Erklärung des Vorsitzes im Namen der Europäischen Union zu den jüngsten Entwicklungen in Georgien - Südossetien

Wien (OTS) - Die Europäische Union nimmt auf die Entschließung des georgischen Parlaments vom 15. Februar 2006 zu Südossetien, dem Friedensprozess und der Arbeit der unter russischem Kommando stehenden Friedenssicherungstruppe Bezug.

Die Europäische Union bekräftigt ihre Unterstützung für eine friedliche Lösung der Gebietskonflikte in Georgien auf der Grundlage der Achtung der Souveränität und der territorialen Unversehrtheit Georgiens innerhalb seiner völkerrechtlich anerkannten Grenzen.

Die Europäische Union fordert alle betroffenen Parteien nachdrücklich auf, von einem einseitigen Vorgehen abzusehen und einen konstruktiven Weg zu finden, um die Wirksamkeit der friedenserhaltenden Maßnahmen in Südossetien zu erhöhen.

Die Europäische Union unterstreicht, dass zwischen den beteiligten internationalen Akteuren in der Region, einschließlich der EU- und der OSZE-Mitgliedstaaten, ein konstruktiver Gedankenaustausch über mögliche zusätzliche Maßnahmen, die die Mechanismen für eine friedliche Konfliktbeilegung in Südossetien ergänzen könnten, geführt werden muss.

Die Europäische Union weist darauf hin, dass die Wirksamkeit der Verhandlungsmechanismen erhöht werden muss.
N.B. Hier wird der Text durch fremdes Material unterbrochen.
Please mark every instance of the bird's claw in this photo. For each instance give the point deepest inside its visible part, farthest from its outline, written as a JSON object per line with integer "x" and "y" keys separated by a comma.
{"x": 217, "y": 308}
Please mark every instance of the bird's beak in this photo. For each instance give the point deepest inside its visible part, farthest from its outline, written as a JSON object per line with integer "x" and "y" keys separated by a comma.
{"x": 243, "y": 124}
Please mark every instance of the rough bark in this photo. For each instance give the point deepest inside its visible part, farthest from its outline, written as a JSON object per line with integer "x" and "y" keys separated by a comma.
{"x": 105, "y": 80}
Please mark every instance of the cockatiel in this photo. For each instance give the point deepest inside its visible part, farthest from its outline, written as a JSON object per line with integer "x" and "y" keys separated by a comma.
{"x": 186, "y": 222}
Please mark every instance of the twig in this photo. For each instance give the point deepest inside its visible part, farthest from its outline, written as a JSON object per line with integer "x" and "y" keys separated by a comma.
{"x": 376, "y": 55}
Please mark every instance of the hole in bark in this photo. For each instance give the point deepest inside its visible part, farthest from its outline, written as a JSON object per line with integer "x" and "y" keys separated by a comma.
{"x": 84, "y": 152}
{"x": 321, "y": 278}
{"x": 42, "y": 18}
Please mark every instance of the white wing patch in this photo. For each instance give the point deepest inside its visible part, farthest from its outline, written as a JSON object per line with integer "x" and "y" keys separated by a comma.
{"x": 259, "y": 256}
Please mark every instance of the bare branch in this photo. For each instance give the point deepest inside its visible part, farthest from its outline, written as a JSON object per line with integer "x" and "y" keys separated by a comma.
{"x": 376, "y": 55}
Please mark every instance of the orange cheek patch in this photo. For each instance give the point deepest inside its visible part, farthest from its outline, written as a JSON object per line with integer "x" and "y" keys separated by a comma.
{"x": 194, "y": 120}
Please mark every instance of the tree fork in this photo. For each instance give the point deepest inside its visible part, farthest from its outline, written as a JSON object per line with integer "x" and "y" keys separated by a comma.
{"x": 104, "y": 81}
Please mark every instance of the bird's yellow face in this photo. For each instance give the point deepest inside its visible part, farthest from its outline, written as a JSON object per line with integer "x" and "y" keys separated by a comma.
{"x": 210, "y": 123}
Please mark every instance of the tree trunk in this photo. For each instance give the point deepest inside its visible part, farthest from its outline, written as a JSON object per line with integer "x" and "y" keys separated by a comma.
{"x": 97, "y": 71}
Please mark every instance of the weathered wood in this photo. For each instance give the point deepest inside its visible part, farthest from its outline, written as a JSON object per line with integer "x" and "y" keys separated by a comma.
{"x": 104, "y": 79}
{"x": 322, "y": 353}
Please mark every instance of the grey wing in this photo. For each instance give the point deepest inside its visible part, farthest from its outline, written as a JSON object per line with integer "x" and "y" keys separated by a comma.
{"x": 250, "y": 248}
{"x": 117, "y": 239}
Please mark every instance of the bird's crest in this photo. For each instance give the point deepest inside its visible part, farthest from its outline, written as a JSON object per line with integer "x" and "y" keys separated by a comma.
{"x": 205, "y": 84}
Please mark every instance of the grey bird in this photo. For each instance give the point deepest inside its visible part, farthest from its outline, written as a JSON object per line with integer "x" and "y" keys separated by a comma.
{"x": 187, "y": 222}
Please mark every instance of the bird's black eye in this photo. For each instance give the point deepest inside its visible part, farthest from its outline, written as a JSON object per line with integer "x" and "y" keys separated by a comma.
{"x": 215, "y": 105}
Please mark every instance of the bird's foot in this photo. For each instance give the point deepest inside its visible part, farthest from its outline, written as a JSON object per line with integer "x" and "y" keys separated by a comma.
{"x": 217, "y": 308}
Die Arbeit der Gemeinsamen Kontrollkommission (JCC) sollte an der raschen Durchführung aller zuvor erzielten, aber noch nicht umgesetzten Vereinbarungen und insbesondere an dem Beginn der Entmilitarisierung gemessen werden.

Die Europäische Union bedauert zutiefst, dass die Tagung der Gemeinsamen Kontrollkommission auf hoher Ebene, die am 20./21. Februar in Wien stattfinden sollte, abgesagt worden ist, und ruft die Parteien dringend auf, den Dialog so bald wie möglich wieder aufzunehmen.
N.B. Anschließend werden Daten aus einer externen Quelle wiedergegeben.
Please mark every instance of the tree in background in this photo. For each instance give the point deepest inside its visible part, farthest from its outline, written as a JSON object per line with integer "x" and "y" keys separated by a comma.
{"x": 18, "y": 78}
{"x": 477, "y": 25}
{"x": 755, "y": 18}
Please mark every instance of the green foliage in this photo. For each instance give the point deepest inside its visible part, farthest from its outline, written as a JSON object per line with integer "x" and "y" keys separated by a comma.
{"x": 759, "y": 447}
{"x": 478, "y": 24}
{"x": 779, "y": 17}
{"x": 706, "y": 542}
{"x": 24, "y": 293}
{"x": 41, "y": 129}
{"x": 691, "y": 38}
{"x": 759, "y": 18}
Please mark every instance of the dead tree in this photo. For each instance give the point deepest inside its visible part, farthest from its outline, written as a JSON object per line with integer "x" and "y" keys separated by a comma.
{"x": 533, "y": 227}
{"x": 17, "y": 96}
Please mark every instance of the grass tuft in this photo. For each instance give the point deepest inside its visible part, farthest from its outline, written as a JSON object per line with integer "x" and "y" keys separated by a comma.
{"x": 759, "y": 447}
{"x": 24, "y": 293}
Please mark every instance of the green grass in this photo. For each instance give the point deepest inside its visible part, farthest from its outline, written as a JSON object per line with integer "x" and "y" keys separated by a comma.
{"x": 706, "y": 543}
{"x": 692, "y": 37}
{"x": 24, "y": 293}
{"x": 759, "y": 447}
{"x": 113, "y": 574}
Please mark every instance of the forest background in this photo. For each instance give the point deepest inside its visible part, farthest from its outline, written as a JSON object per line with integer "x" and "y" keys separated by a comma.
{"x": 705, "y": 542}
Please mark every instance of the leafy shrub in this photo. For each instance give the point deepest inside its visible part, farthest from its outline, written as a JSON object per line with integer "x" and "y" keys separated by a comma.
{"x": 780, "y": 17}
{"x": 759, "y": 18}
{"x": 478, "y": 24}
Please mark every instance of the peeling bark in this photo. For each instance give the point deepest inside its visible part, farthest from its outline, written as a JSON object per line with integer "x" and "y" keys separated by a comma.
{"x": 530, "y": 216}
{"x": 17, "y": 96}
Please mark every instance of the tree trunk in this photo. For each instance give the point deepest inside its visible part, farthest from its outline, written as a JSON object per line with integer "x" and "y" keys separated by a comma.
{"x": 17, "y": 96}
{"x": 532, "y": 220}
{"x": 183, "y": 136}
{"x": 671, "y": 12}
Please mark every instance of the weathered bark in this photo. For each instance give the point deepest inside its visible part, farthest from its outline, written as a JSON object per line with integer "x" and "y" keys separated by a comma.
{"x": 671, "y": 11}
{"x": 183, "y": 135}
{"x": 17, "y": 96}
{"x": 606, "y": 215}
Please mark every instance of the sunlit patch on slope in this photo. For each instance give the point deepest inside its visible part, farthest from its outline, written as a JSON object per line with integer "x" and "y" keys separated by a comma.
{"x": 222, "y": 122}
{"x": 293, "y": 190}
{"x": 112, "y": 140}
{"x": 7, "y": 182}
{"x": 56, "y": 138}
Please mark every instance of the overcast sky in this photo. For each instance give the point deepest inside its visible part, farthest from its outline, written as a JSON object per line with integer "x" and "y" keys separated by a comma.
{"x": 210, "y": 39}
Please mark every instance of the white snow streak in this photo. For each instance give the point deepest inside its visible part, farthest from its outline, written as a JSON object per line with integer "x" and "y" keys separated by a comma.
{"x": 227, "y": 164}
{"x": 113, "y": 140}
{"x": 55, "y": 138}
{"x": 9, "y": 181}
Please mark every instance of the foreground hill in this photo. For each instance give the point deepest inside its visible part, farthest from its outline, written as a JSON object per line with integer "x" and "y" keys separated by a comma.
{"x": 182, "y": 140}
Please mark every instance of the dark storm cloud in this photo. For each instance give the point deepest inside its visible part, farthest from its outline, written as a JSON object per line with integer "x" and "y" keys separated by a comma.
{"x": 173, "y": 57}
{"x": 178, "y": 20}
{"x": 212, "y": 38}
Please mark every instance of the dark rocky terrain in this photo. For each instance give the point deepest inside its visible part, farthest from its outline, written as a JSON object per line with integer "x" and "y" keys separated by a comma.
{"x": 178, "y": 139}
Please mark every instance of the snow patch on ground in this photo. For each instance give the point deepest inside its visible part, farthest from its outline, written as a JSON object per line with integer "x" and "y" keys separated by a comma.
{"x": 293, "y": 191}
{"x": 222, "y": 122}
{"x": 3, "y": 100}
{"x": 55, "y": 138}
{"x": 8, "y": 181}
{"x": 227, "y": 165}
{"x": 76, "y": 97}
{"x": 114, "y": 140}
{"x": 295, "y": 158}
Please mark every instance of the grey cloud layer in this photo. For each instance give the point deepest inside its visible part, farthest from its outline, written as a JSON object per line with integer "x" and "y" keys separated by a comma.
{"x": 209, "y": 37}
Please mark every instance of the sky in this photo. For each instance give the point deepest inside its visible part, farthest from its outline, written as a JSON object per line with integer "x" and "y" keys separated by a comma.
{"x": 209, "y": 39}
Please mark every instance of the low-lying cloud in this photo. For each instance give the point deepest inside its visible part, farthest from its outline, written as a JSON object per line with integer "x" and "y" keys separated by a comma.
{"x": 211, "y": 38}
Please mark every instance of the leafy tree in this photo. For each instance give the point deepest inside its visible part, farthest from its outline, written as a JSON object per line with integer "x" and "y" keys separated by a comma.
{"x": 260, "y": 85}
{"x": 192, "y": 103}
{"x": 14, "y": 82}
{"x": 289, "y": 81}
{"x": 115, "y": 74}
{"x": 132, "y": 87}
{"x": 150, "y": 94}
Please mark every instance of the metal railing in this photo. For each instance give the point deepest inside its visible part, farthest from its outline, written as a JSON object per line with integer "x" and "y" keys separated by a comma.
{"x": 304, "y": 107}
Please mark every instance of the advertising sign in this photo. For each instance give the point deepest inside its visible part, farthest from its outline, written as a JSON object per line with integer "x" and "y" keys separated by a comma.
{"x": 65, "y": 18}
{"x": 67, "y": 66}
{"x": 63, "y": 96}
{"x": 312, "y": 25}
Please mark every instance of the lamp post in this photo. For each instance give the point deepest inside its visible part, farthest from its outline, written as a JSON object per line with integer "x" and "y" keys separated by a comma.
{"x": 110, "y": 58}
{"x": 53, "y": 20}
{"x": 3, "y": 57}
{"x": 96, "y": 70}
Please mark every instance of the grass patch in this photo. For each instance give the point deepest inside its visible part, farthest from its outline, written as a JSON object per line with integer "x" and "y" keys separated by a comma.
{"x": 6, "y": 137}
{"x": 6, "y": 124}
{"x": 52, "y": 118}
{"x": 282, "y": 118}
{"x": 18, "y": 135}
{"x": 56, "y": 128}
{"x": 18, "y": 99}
Die Europäische Union erinnert daran, dass sie die Initiativen für eine friedliche Beilegung des Konflikts unterstützt, und bekräftigt angesichts der auf der OSZE-Ministerratstagung in Ljubljana im Dezember 2005 gefassten Beschlüsse ihre Überzeugung, dass der auf den Initiativen des georgischen Präsidenten basierende Friedensplan, der auf der 59. VN-Generalversammlung vorgelegt wurde, die Grundlage für eine friedliche Beilegung des Konflikts bilden wird.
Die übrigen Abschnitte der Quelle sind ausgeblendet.